Former soldier avoids jail in benefit fraud case

A Pembroke man who “served his country with pride” but then fiddled more than £27,000 in benefits was told he had avoided a jail sentence by the skin of his teeth.

Christopher Ferrier, aged 62, of Meadowbank, had admitted receiving housing benefit and council tax relief to which he had not been entitled over a ten-year period.

Swansea crown court heard that Ferrier had begun claiming in June, 2001, and that the claims were fraudulent from the outset because he failed to reveal he was receiving two pensions.

During the years that followed he was asked from time to time to confirm that his circumstances were still as had been stated and he made false statements in 2001, 2002, 2003, 2006, 2007 and 2011. In all, he was overpaid £27,235.

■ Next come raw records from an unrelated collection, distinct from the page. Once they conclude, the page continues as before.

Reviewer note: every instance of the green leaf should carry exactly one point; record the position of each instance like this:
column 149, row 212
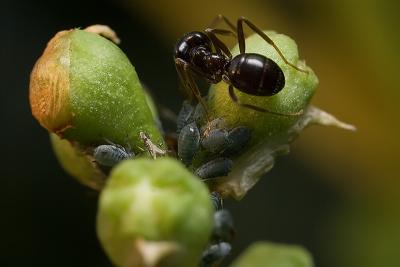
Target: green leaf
column 265, row 254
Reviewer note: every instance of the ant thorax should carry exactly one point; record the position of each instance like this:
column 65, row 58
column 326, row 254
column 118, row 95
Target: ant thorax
column 208, row 64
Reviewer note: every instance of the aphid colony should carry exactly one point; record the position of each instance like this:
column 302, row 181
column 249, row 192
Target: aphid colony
column 206, row 146
column 219, row 143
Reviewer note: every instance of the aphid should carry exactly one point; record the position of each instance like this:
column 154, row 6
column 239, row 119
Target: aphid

The court heard that Ferrier had had once served as a soldier in the Royal Regiment of Wales.

His barrister, James Hartson, said he had been a man of impeccable character who found himself in court for the first time in his life at the age of 62.

The court heard that Ferrier was slowly repaying the money.

Judge Paul Thomas said Ferrier had stolen from everyone in the courtroom and everyone in the country who paid taxes.

He said a custodial sentence was called for and Ferrier had escaped by the skin of his teeth from going to prison immediately.

Ferrier was jailed for 50 weeks, suspended for 12 months, and placed under supervision for 12 months.